Weiterode. Einen zauberhaften Abend bescherte der gerade mal 25 Jahre alte Marco Weissenberg in Ellis Saal einem auf Kunststückchen der ganz besonderen Art wartenden und sich vom Magier-Newcomer ein ums andere Mal begeistern lassenden Publikum.

Nicht so laut wie andere, eher leise, sympathisch, die Gedanken zum guten Schluss auf etwas Bedenkenswertes, fürs Leben vielleicht Wesentliches lenkend: „Wann haben Sie zum letzten Mal etwas zum ersten Mal gemacht?“, nahm er Jung und Alt mit auf eine Reise zu Stationen seines Lebens.

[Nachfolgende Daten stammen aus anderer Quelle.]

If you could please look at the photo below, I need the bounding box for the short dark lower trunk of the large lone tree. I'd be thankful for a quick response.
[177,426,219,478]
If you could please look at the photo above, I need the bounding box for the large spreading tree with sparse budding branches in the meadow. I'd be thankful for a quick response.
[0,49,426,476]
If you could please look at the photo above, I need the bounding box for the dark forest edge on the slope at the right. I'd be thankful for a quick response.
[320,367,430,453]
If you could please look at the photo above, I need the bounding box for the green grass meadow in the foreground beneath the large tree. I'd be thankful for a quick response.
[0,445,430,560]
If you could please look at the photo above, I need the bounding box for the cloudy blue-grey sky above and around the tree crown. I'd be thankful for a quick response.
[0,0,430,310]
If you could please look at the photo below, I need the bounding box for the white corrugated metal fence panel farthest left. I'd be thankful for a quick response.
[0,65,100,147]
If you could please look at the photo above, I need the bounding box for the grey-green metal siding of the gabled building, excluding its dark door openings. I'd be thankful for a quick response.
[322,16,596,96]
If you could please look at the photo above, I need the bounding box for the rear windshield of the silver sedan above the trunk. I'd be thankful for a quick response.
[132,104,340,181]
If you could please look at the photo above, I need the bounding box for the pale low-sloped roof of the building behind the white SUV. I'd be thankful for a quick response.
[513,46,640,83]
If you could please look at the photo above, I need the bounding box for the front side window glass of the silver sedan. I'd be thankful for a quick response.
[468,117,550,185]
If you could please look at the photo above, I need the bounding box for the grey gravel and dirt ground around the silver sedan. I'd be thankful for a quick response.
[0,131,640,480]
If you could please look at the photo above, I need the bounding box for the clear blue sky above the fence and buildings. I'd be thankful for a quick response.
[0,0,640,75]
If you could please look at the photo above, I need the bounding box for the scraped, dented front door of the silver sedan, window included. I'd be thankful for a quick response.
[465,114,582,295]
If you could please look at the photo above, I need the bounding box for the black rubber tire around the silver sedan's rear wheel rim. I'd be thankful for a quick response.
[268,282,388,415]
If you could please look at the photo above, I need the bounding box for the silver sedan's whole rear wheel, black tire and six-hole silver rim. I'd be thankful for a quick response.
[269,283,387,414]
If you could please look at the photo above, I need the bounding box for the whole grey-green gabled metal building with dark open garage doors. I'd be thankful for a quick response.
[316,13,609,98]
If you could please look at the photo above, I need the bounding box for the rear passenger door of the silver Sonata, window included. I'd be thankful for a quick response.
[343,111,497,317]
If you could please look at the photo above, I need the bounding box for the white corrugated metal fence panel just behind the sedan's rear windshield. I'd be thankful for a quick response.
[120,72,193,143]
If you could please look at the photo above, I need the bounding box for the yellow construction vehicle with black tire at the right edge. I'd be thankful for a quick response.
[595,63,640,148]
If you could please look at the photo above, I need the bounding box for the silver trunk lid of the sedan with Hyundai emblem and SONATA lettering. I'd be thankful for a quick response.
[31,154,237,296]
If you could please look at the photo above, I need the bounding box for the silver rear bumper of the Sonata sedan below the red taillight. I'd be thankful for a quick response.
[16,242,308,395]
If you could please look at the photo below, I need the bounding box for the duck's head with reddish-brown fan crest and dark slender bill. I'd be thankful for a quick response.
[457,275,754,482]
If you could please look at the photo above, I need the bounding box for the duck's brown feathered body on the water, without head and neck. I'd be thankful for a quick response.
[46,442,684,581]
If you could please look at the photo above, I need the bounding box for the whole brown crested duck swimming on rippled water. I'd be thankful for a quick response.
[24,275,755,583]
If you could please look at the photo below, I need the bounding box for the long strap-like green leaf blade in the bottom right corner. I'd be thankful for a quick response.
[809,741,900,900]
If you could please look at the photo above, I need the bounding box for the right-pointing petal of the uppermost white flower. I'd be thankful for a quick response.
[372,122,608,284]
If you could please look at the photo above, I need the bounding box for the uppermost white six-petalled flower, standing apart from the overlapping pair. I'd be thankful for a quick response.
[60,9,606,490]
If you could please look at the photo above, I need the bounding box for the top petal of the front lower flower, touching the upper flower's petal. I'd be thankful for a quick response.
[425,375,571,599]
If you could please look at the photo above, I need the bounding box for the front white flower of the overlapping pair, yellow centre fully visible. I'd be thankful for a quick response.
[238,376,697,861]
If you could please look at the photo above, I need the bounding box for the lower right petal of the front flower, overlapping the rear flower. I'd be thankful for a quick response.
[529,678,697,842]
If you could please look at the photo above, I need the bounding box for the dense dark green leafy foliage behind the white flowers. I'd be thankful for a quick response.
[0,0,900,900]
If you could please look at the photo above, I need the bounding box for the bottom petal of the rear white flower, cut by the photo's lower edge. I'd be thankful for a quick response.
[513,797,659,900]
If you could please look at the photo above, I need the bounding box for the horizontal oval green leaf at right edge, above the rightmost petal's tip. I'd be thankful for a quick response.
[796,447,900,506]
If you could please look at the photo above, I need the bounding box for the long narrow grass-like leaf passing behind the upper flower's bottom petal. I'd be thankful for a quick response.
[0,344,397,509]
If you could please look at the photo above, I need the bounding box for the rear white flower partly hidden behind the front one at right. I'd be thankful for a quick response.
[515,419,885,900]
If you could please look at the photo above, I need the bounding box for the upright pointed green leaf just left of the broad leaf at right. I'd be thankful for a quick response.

Bei den Mädels hoch im Kurs

Von denen hatte er Kisten und Kästen und Pappkartons mitgebracht, galt es doch „Wunder aus dem Pappkarton“ zu präsentieren und „auszupacken“. Wie alles anfing: Wie er erstmals mit einem kurzen, mittleren und langen Seil hantierte, wie er sie zerschnitt und wieder zusammenwachsen ließ. Wie er als „Cannelloni“ Kleiderbügel verhakte und plötzlich seine Unterhose am Haken hatte. Wie er in der Schule den Trick mit dem brennenden Mathe-Buch perfektionierte und bei den Mädels hoch im Kurs stand.

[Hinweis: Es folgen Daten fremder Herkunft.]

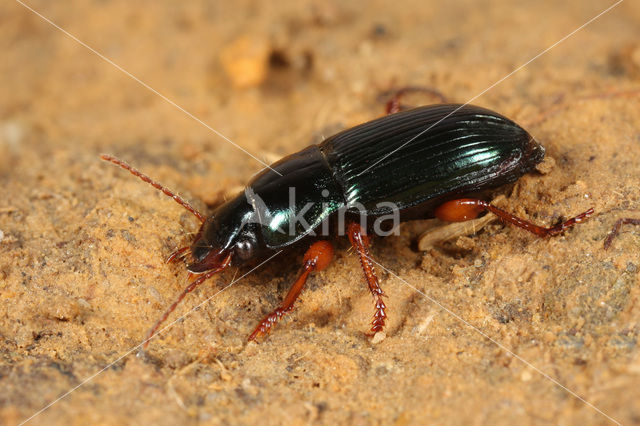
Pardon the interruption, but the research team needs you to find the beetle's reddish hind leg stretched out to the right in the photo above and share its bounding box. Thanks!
[435,198,593,237]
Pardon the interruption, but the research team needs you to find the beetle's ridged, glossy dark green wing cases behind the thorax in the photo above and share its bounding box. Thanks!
[321,104,544,215]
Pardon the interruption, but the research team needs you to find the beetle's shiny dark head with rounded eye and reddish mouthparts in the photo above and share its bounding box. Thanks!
[187,196,262,273]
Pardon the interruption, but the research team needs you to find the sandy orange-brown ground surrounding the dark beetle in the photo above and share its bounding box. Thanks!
[0,0,640,425]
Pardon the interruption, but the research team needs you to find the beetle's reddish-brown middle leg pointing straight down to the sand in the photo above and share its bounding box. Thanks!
[347,222,387,333]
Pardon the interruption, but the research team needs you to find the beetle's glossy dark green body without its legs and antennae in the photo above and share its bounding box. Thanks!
[189,104,544,266]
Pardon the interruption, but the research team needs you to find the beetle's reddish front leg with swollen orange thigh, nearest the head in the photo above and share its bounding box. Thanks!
[249,240,333,341]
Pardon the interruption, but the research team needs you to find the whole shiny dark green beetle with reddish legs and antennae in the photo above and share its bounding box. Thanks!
[101,104,593,347]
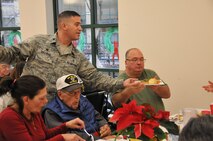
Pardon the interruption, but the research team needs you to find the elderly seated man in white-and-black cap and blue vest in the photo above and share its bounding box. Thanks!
[42,74,111,140]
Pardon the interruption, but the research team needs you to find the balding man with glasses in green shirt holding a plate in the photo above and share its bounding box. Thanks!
[112,48,171,111]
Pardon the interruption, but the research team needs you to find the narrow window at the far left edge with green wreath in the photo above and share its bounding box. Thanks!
[0,0,21,46]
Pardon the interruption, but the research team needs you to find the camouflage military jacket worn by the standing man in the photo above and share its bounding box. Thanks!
[0,34,123,99]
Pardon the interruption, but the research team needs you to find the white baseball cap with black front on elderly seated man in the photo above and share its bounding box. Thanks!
[56,74,83,92]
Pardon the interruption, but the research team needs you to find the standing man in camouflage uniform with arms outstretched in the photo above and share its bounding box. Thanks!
[0,11,144,100]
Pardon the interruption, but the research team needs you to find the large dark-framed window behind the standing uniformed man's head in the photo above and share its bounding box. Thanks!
[53,0,119,77]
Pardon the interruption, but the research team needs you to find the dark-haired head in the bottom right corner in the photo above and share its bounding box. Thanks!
[179,115,213,141]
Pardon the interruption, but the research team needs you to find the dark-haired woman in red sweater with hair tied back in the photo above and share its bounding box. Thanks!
[0,75,85,141]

Für den gebürtigen Westfalen, der es vor einem halben Jahr zum Deutschen Vizemeister der Zauberkunst im Fachgebiet Salonmagie gebracht hat, ist Zauberkunst eine Mischung aus Wissenschaft und Magie. Was das heißt, demonstrierte er, indem er Zuschauer zum Mitmachen animierte.

Die Melodie der Spieluhr

Claudia Löhndorf aus Bebra etwa, deren goldenen, in ein Wasserglas gelegten Ring er von ihr mittels Zwille „ultraschnell“ in ein kleines Kästchen befördern lassen wollte. Was nicht gelingen konnte. Aber warum fand sich der Ring am Ende auf dem Tisch, auf dem das Wasserglas stand, in einer hierhin gelegten, verschlossenen Gummibärchentüte wieder? Warum suchte sich Leonie Rettinghaus aus Ronshausen aus einem Liederbuch gerade die Melodie aus, die auf der von Marco mitgebrachten Spieluhr war?

Dass man mit Fantasie vielleicht doch Unmögliches möglich machen oder erkennen kann, bewies der Zauberkünstler, indem er einen Tisch schweben ließ und indem er Felix Bähr aus Sorga drei Zuschauer nach jeweils einer Zahl fragen ließ, die hintereinander gelesen der vorab auf einem kleinen, in einem Bonbonglas deponierten Zettel aufgeschriebenen Zahl der in eben diesem Bonbonglas befindlichen Bonbons entsprach.

Und dann war da noch die Sache mit dem schwebenden Tisch: Ein Klassiker der Magie auch im Programm des Nachwuchs-Künstlers.

Es war vielleicht nicht der außergewöhnliche Knaller, der das Publikum in Ellis Saal verzückte und für den Künstler einnahm. Es war vielleicht eher seine freundliche Menschlichkeit und seine auf ungewöhnliche Art und Weise verblüffende Magie. Man mochte sich, nicht zuletzt deshalb, weil Marco Weissenberg bekannte, noch nie in einem Theaterraum gewesen zu sein, in dem so viele Menschen dabei mithelfen, dass alles gelingt. Riesenapplaus und natürlich noch eine Zugabe. Und Bärbel Meiers Fruchtgummi-Tierpuzzle-Giraffe bekam am Ende – auf magische Weise – noch einen langen Hals.